The average age of the hundreds of thousands of individuals whose genetic information will be genotyped for the project is 65. The project’s foundation is Kaiser’s electronic health record, which for many Kaiser Permanente members has information spanning decades — including information on clinical diagnosis and treatment as well as lab-test results and prescription information. UCSF expertise has allowed extraordinarily fast genotyping, as well as uniquely large-scale analysis of telomeres to quickly grow the molecular component of the data resource.
The afternoon panel provided a useful point of reference for break-out groups that met afterward, charged with identifying institutional priorities, problems and potential solutions in advancing the use of bioinformatics in research, clinical care and education.
For instance, the ATHENA collaborators have standardized protocols used at the different medical centers, including protocols for mammography screening. To make clinical data more useful for research, some breakout session panelists advocated more extensive standardization of clinical imaging and clinical lab protocols and reporting throughout UCSF clinical practices.
The Kaiser-UCSF collaboration highlights ways to combine strengths across organizations. While Kaiser is famous as a health maintenance organization, UCSF is perhaps best known as a tertiary care center. Some breakout session panelists raised the question — also raised at last year’s retreat — of whether or not the focus of UCSF research should more closely reflect the patient population seen at UCSF and its affiliated medical centers. UCSF specialists routinely gather extensive information on large numbers of patients with serious acute and chronic conditions, including many of the most difficult–to-treat cases. This extensive data is a potential gold mine for research aimed at identifying factors related to disease risk, prognosis and treatment outcomes.
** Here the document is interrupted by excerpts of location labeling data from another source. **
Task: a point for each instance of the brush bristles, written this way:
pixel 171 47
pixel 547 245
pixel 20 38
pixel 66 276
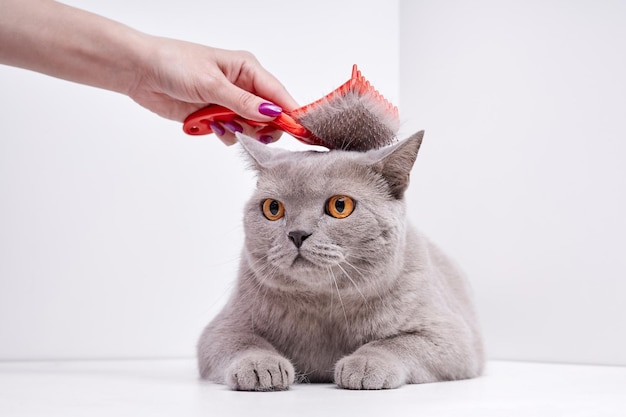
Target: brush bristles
pixel 354 117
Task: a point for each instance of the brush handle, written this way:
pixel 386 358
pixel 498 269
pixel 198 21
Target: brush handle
pixel 198 123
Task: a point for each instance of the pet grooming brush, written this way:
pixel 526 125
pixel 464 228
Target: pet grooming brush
pixel 353 117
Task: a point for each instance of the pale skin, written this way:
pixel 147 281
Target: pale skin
pixel 170 77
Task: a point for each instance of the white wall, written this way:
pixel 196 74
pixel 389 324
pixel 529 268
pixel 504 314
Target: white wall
pixel 522 174
pixel 120 235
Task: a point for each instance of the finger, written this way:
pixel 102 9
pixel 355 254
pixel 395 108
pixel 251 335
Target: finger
pixel 267 86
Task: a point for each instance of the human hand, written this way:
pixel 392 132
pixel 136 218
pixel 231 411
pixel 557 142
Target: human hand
pixel 180 77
Moving Toward A New Taxonomy of Disease
The retreat followed on the heels of a similarly themed report by the National Academy of Sciences (NAS), “Toward Precision Medicine: Building a Knowledge Network for Biomedical Research and a New Taxonomy of Disease” [PDF] by a committee co-led by UCSF Chancellor Susan Desmond-Hellmann, MD, MPH. The NAS committee advocated the creation of a “knowledge network” that could link researchers in collaborations that span the nation and globe.
The NAS panel envisioned a future in which there is much greater use of genomic and other molecular data to improve and refine the classification of diseases, but also recognized an opportunity to improve research by more extensively taking into account information about how patients fare in the clinic or hospital.
Instead of the current state of affairs, through which biological, pre-clinical and clinical research eventually lead to advances in medical practice, the new paradigm will be a virtuous cycle through which — with appropriate privacy protections — patient data also will feed back into research. In patient care increasing amounts of laboratory information will become available and interpretable more quickly to help teams of caregivers make more accurate and effective decisions and choices in diagnosis, prognosis and treatment for each individual patient.